The Niners had all sorts of backups, including running back Shaun Draughn (58 yards rushing, 38 receiving) and defensive back Marcus Cromartie, just activated, in their lineups. They also had a gift of sorts from Atlanta coach Dan Quinn, who went for a field goal from the San Francisco one on fourth and goal with three minutes remaining.

He went by the book, believing it’s sacrilegious to get that deep and fail to get on the scoreboard. “He was confident our defense would get the stop,” said Ryan, the Falcon QB. But the defense didn’t, and so the Falcons fell to 6-3. You need guys on the other side to make dumb decisions along with players on your side making smart ones.

Bowman was a major factor in the Niners success of 2012 and 2013 but had his knee ripped up in the 2013 NFC Championship loss at Seattle. Only now, almost two calendar years after the injury, does he feel like the line backer of yore — if 22 months can be considered yore.

“I’m getting there,” said Bowman, satisfied with much of his play, particularly a sack of Ryan on third and nine for a nine-yard loss early in the final quarter.

“After going through adversity at times you feel like you’re still going backward even when you’re making progress,” said Bowman. “At times we’re playing like we did in the past.”

Atlanta’s Devonta Freeman, leading the NFL in rushing with an average of 88 yards a game, was limited to 12 yards in 12 carries. That’s defense. “The coaches did a great job,” said Bowman about the game plan. “They said we had to get in his face.”

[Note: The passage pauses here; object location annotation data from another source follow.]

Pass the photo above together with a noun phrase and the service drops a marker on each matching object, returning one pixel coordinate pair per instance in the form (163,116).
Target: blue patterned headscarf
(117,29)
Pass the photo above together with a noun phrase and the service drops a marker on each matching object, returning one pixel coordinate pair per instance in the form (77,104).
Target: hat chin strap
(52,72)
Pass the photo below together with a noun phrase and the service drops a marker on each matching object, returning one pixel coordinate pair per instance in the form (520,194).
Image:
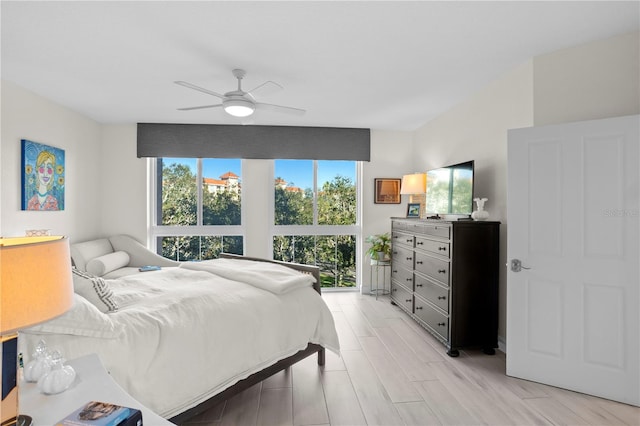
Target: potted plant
(380,249)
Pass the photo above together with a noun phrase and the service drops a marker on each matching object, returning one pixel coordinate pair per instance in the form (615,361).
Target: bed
(189,335)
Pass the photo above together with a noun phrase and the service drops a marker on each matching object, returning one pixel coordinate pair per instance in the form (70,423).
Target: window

Gabbert hadn’t played in a league game since 2013 when he was with Jacksonville. He was prepared to make a return, physically — he had a broken thumb at Jacksonville — and mentally, treating the start with the calmness required.

“The biggest thing,” said Gabbert, echoing the appropriate comments of others in his situation, “is we got the victory. It wasn’t pretty at times, but our defense played well.”

It takes an honest man to sing an honest song.

“I felt great,” he said. Until in the fourth quarter when he was smacked, had to undergo a concussion check and was replaced for three plays by Kaepernick. “I was a little fired up,” said Gabbert about being replaced, even for so brief a time, “but that’s the protocol.”

Another type of protocol is to declare the quarterback who comes off the bench to get points and a victory your starter. Come on, Coach Tomsula. Your team and Blaine Gabbert deserve no less.